Summer is coming to an end.


The change of seasons is an annual phenomenon. Summer will officially end September 21st, after which autumn will take place. In Benelux countries, the change of seasons is progressively more gradual than in southern Europe. In southern France, you can often sit outside in October in a cosy sun, which can often push the afternoon temperature up to 24 degrees. But in the northern European countries, this is different.
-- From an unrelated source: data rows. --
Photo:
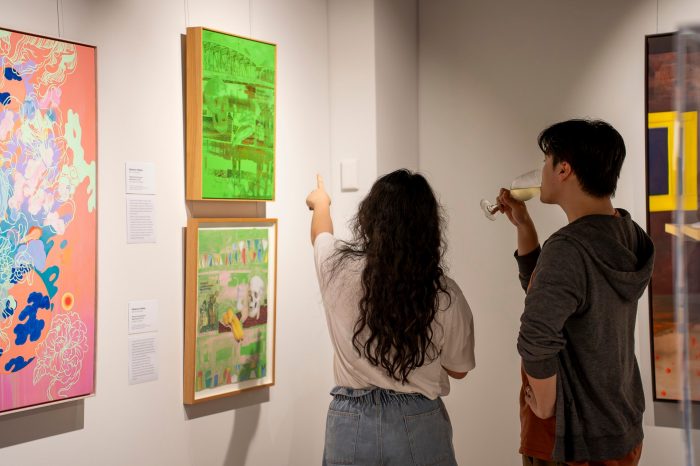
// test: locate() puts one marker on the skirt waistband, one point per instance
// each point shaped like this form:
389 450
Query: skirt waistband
375 395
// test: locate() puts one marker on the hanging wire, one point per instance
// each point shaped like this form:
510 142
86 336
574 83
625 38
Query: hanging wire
59 16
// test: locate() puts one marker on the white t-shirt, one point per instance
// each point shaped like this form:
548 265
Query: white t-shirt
453 331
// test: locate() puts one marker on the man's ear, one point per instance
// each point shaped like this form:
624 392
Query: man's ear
564 170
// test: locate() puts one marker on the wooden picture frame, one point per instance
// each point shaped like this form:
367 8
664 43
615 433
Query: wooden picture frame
230 306
48 227
230 117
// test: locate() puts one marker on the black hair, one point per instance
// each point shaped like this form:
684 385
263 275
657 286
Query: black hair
593 148
398 232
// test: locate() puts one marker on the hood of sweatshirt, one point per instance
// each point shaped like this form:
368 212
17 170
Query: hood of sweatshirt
622 252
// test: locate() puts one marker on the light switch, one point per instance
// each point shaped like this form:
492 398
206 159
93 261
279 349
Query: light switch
348 175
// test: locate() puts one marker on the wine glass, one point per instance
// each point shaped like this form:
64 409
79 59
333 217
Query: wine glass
523 188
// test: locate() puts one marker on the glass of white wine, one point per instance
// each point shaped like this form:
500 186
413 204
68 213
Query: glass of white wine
523 188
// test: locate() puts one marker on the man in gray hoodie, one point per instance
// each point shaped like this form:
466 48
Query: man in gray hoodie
576 336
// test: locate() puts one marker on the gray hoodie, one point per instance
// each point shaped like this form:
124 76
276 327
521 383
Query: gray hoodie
578 323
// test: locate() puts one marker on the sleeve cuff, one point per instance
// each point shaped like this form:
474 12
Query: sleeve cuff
541 369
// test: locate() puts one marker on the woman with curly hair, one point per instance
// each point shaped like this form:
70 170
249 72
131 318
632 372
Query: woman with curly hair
399 326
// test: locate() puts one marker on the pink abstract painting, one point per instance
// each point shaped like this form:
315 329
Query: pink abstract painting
48 220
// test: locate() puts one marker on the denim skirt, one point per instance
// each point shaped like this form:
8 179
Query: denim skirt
384 427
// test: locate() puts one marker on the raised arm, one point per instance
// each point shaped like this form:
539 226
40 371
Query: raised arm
319 201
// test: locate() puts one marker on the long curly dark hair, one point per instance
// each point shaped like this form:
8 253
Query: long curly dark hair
398 232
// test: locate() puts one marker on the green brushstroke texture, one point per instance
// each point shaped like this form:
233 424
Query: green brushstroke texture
238 118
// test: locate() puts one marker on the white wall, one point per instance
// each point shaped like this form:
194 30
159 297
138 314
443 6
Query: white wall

In the Netherlands, for example, people can be happy when storm and rain remain away for some time, while the temperature often drops to around 14 degrees. Of course it also has its impact on nature. In the south of Europe, you can see well-known butterfly species that disappeared in the Benelux countries around mid-August, still fluttering well into October.

The beautiful thistle butterfly is now noticeable in the Low Countries for some time. But in a good two weeks they will have to go to southern Europe to see them before they fly back to Africa via Spain in huge swarms.


The moment I write this story, the weather is bad in our southern surroundings. Rain and thunderstorms plague the country. There was 23 cm in six hours. rainwater in our immediate vicinity. Significant for the time of year. The result is, outside of smoothness and some flooding here and there, that in the low-lying forests the water is absorbed and stored by the spongy upper layers, as it were. Beautiful moss growth is the result of that. Of course, such a beautiful moss placard is not the result of a few rain showers. At the spot where I took this picture, the rather acidic soil is usually a bit humid. Even during long heat and drought.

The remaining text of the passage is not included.